Spain extends bailout funds for road concessionaires

The government has decided to prolong a three-year loan programme designed to help re-balance road concessions struggling with lower-than-expected traffic until 2021.

The Spanish ministry of infrastructure (Fomento) has given a shot in the arm to the country’s ailing road concessionaires. It has extended a loan programme designed to help re-balance road concessions hit by much lower-than-expected traffic since the outbreak of the global financial crisis.

The bailout mechanism – known locally as cuentas de compensacion – is a sort of government loan provided to road concessionaires to compensate them for the difference between revenues generated from real traffic and the revenues these concessionaires would collect if 80 percent of their contractually agreed traffic expectations were actually met. 

The problem, as Fomento minister Ana Pastor told journalists when presenting her ministry’s budget for this year, is that “in many cases, [real] traffic is 40 percent below the pre-crisis estimates”. In practice, that lower-than-expected traffic has posed an existential threat to the 10 or so road concessionaires most affected by the crisis, many of which are facing tough refinancings in the near term. 

Madrid’s ring-roads have been notoriously affected by traffic breaks and almost all of Spain’s big concessionaires – including Abertis, Acciona, ACS, Ferrovial, Globalvia, OHL and Sacyr – can lay claim to managing at least one affected road concession.

To help redress this situation, Fomento will extend the cuentas de compensacion mechanism until 2021. The programme was originally designed to run for three years and was going to expire this year.

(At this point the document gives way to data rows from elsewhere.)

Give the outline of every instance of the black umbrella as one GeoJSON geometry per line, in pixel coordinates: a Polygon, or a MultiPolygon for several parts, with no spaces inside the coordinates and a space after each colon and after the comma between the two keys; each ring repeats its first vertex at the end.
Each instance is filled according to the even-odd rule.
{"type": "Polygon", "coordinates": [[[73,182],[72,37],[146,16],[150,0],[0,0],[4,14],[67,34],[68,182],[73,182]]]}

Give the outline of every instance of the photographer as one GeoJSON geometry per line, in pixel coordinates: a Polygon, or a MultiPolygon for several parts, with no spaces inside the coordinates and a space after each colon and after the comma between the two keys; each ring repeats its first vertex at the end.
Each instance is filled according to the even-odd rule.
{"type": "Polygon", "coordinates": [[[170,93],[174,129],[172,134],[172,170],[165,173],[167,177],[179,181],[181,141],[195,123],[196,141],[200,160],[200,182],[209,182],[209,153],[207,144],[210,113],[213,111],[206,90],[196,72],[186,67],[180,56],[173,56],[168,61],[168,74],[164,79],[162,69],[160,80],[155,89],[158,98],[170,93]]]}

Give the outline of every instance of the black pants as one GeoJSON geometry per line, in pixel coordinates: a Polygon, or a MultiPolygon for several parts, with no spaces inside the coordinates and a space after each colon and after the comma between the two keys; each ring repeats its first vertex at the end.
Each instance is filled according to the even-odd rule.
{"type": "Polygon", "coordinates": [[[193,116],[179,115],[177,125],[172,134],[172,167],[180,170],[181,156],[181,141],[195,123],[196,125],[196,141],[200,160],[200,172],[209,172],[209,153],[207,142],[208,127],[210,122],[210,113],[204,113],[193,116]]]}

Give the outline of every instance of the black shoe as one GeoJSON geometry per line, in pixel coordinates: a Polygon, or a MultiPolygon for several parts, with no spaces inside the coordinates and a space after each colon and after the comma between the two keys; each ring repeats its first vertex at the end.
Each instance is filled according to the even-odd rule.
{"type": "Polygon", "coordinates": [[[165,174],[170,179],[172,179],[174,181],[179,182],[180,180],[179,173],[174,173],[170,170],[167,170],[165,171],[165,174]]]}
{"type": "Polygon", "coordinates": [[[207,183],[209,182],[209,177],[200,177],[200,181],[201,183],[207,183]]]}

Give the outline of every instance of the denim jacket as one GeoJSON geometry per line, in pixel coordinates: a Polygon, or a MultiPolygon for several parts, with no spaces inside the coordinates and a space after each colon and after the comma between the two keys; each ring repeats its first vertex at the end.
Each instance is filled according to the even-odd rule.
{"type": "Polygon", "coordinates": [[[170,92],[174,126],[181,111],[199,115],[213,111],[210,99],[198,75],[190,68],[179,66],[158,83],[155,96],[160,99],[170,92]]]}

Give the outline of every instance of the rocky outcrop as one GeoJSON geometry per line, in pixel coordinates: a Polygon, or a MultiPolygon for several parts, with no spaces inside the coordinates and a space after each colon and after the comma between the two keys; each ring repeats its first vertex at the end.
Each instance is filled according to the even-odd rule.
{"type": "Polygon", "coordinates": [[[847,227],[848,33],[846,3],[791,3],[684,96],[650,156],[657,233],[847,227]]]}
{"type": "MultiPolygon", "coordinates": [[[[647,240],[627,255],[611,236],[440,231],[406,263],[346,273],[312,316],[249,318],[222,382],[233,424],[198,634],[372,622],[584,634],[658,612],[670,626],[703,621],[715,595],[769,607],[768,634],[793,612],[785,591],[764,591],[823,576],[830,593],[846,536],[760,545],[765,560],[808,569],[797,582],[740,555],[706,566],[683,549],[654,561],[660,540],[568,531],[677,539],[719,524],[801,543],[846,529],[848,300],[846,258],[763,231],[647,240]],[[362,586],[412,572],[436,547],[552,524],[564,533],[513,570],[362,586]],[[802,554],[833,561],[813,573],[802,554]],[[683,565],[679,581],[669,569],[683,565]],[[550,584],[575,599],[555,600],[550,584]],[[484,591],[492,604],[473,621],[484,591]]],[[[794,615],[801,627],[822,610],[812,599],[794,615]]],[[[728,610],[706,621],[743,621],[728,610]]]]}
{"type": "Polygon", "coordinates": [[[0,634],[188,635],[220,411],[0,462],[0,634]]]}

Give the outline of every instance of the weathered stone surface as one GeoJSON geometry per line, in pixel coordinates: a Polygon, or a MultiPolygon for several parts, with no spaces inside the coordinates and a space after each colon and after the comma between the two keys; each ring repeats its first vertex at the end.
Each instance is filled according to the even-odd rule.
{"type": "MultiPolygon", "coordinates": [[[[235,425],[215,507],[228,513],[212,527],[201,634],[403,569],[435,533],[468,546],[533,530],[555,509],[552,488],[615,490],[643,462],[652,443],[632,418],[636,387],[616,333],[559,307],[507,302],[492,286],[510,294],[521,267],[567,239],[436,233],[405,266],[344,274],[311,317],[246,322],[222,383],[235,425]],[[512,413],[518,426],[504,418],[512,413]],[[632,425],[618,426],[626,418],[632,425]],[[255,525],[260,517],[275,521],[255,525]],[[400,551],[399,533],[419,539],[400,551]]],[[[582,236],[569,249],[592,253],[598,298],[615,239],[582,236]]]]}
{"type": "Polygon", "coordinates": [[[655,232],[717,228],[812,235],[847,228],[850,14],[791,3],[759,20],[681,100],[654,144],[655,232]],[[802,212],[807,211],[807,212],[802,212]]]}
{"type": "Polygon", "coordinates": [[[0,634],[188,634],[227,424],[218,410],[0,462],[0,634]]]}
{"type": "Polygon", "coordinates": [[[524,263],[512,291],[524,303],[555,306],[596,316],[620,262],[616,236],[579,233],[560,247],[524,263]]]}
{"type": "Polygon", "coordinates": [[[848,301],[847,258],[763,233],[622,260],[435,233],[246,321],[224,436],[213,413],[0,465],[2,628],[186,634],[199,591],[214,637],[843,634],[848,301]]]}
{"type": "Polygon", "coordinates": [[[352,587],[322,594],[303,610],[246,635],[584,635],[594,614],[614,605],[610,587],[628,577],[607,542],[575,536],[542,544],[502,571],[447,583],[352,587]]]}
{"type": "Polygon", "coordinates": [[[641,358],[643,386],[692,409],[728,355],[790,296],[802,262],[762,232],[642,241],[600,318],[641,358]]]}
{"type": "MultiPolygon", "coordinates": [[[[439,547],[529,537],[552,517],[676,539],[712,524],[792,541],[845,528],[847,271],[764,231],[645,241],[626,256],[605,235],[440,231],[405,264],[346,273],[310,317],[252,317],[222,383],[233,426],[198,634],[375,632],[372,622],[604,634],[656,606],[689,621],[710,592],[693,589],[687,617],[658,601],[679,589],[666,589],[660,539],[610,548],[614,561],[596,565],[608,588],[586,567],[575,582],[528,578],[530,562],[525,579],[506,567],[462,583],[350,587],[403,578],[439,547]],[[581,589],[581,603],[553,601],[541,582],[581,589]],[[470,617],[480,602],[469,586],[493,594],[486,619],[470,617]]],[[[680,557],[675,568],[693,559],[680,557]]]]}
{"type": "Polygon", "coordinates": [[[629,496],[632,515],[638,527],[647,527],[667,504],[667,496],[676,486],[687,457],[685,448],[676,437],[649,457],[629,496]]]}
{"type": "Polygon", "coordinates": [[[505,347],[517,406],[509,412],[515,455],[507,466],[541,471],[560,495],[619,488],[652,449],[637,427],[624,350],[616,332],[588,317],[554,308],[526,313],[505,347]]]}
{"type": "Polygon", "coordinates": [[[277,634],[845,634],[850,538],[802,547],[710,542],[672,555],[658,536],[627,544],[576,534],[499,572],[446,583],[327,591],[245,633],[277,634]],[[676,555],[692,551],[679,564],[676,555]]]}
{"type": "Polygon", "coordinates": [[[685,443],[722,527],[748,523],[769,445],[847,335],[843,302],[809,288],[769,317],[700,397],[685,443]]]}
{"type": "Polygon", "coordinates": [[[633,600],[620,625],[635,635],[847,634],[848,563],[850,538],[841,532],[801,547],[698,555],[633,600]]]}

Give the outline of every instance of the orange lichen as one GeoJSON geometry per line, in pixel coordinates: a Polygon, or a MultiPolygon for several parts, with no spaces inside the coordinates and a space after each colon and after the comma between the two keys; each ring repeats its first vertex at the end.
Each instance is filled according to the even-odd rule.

It is not yet clear exactly how much money the government will set aside for these bailout loans.

Spain’s road concessionaires have been hit by two major problems in recent years: lower-than-expected traffic since the global financial crisis hit; and ballooning land expropriation – or right of way – costs, caused by court sentences overturning many of the originally agreed land compensation payments. 

Just this year, Fomento has set aside €600 million – or 19 percent of its budget – to tackle land expropriation costs. In comparison, the ministry intends to spend €873 million in 2012 to maintain its roads network.